I didn’t watch much on the monitor today but the crane shots I did see looked very impressive. The scene I saw most of had Jonno Davies (Spotless, Kingsman: The Secret Service) and Rachel Bright (Eastenders) in, and involved smoke – I can say too much more as it’d be a spoiler but what I can say is that the scene’s dramatic potential was greatly ‘heightened’ by the two grips operating the jib.
I’m learning all kinds of little bits and pieces about filmmaking which I love. For instance, I had a vague idea what a grip was but Mike, one of the sound guys, explained it in greater detail, saying essentially ‘Grips’ deal with anything below the camera, anything holding the camera as it were: the tripod, dolly, slider or as in this case the jib. As a film fan I’ve always stayed in the cinema to watch the credits as most of the audience leave en masse. I do the same thing at home with TV films and documentaries. I love sitting in the cinema thinking about the film I’ve just seen but also picking up extra details about who did what on the film. For instance, over the years I started to notice the name ‘Ken Morse, Rostrum Camera’ on practically every other documentary I watched. He must be the most prolific Rostrum guy in the country (now you know the name you’ll see it everywhere if you look at the credits). Occasionally, of course if you stick around to the end, you also get the treat of an extra scene or outtakes etc. Then again, I also love being in a near empty cinema as the embers slowly fade, it has a very romantic feel I think.

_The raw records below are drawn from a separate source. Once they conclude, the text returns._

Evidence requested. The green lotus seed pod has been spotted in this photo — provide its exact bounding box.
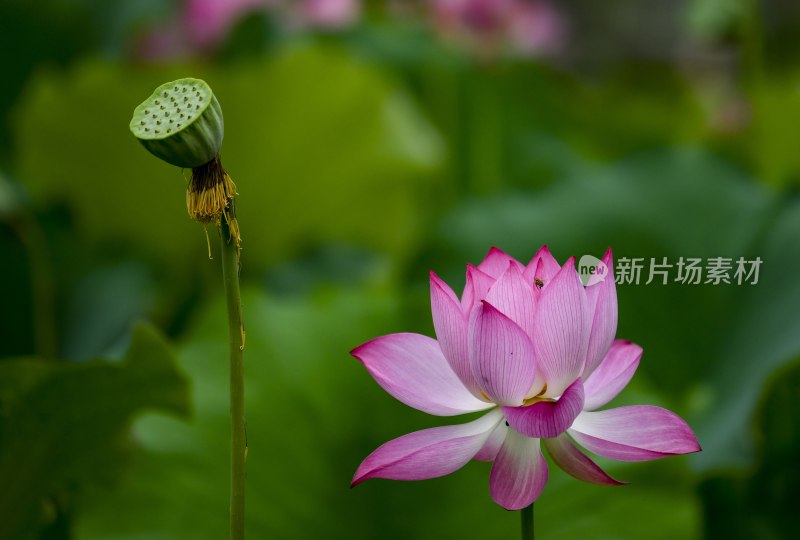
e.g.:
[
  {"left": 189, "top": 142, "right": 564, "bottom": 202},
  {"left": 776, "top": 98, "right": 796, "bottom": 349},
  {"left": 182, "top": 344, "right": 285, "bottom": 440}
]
[{"left": 130, "top": 77, "right": 225, "bottom": 168}]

Talking of all the finer details of film making with Mike and others during the day reminded of the so called Wilhelm Scream, (I’d forgotten the name but Mike jogged my memory) which again if you listen out for it you’ll hear it all the time. It’s kind of an industry secret and sound man’s in-joke and has been used in a least a couple of hundred movies, it dates from the early fifties but has been used in the likes of Star Wars and Lord of the Rings.

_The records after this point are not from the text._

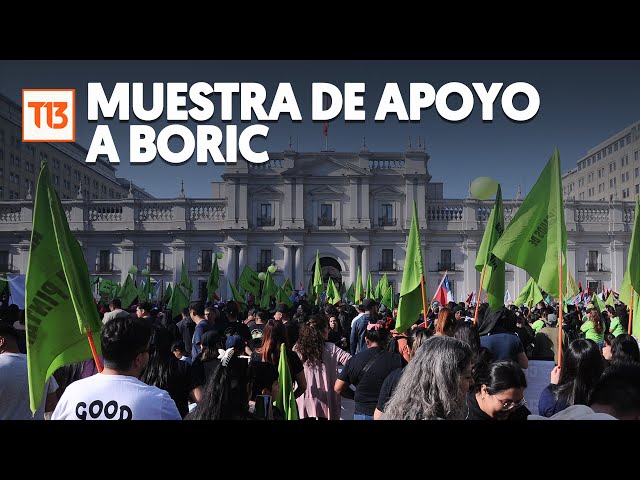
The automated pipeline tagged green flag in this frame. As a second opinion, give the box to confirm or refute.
[604,292,616,308]
[493,148,567,298]
[513,278,542,307]
[313,250,324,299]
[627,195,640,294]
[307,275,316,304]
[591,293,607,312]
[367,272,375,298]
[227,280,247,312]
[162,284,175,306]
[207,255,220,298]
[25,161,102,413]
[238,265,260,297]
[167,285,190,318]
[355,265,364,305]
[375,273,389,306]
[278,278,293,307]
[273,342,298,420]
[631,292,640,338]
[118,274,139,309]
[396,200,424,333]
[475,185,505,311]
[380,285,393,310]
[346,283,356,303]
[326,277,341,305]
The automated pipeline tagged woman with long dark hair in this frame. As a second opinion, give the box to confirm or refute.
[466,360,531,420]
[182,349,255,420]
[293,315,351,420]
[538,338,605,417]
[382,335,473,420]
[141,327,199,418]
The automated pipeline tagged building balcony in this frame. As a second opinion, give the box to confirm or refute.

Met Greg Tanner (The Legend of 5ive, Bullet Boy) for the second time today, a thoroughly nice chap and we discussed, of all things, the holocaust (I’m narrating an audiobook of the autobiography of Rudolf Hoess, the Commandant of Auschwitz at present) and also as with other cast and crew, one’s favourite films. He mentioned ‘Twelve Angry Men’ which is one of my own long time favourites as well and whilst it’s not, as Greg said, the most cinematic of films it is pretty striking in its dialogue, and the cast, with Henry Fonda in the lead, are all brilliant.
Anyway, in one of the shots I was in today I got a bit flustered because I had to speed away in a car from the drive of the Manor. The only problem was that the car, an Audi, was an automatic, which I’ve never driven, so I was a bit at sea when I got in the driver’s seat.

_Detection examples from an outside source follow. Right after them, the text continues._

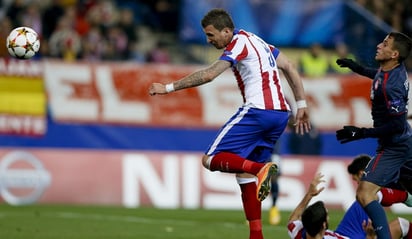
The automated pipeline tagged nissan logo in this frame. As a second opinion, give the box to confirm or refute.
[0,151,51,205]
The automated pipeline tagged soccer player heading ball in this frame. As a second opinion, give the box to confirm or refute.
[149,9,310,239]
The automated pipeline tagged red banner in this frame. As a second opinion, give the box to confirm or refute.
[0,149,408,213]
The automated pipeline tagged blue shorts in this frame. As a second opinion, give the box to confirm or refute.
[206,106,289,162]
[335,201,369,239]
[362,138,412,188]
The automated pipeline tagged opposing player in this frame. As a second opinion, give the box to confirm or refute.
[336,32,412,239]
[335,154,412,239]
[149,9,310,239]
[288,173,412,239]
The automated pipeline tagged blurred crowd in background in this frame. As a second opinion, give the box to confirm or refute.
[0,0,178,62]
[0,0,412,72]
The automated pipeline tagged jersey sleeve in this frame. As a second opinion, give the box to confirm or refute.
[269,45,280,59]
[219,34,248,66]
[288,220,304,239]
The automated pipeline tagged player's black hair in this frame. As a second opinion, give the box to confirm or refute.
[302,201,328,237]
[201,8,235,31]
[389,32,412,63]
[348,154,371,175]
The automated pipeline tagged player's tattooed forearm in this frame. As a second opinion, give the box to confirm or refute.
[175,70,206,89]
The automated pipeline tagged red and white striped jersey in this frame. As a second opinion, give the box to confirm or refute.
[219,30,290,110]
[288,220,349,239]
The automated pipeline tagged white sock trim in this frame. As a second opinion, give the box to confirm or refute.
[236,177,256,184]
[398,217,409,237]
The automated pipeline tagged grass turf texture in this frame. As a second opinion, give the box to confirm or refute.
[0,204,412,239]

The pressure is always on, on set, to get the shot done. So, first time round, I abdicated responsibility and got Steve (my fellow ‘heavy’) to drive off instead. I still had to do a drive away but from a standing start as it were, without running to the car, leaping in and speeding off. By the time the second shot was set up, Steve (and Coopes, the PA, and all round vehicle expert) had kindly given me a quiet run down of the differences between an automatic and a normal gearshift (i.e. no key to put in the ignition, no clutch, a little pull-up thing for the handbrake etc.) I’m sure with no pressure I’d have been fine but I was also worried about sticking the car in one of the topiaried hedges!
I felt a bit of a ‘nanna, at all this palaver, but at least provided a bit of comic relief if nothing else. James Welling, asked me at one point, tongue firmly in cheek, whether I could in fact drive! Put it like this, I don’t think my future lies in stunt. Nonetheless, in the end, I managed to do the shot in one, which was a relief. There was a mishap with the ‘key’ later on, which was a bit of a pain but at least no blood was spilt or cars pranged!
My shot with Mark Wingett and Steve, my fellow heavy, seemed to be over in a flash and I wasn’t entirely sure quite what I’d done in the shot (as I’d been flummoxed but all the car business!) but I look forward to seeing it on the big screen nevertheless and waiting, of course, to see my name on the credits!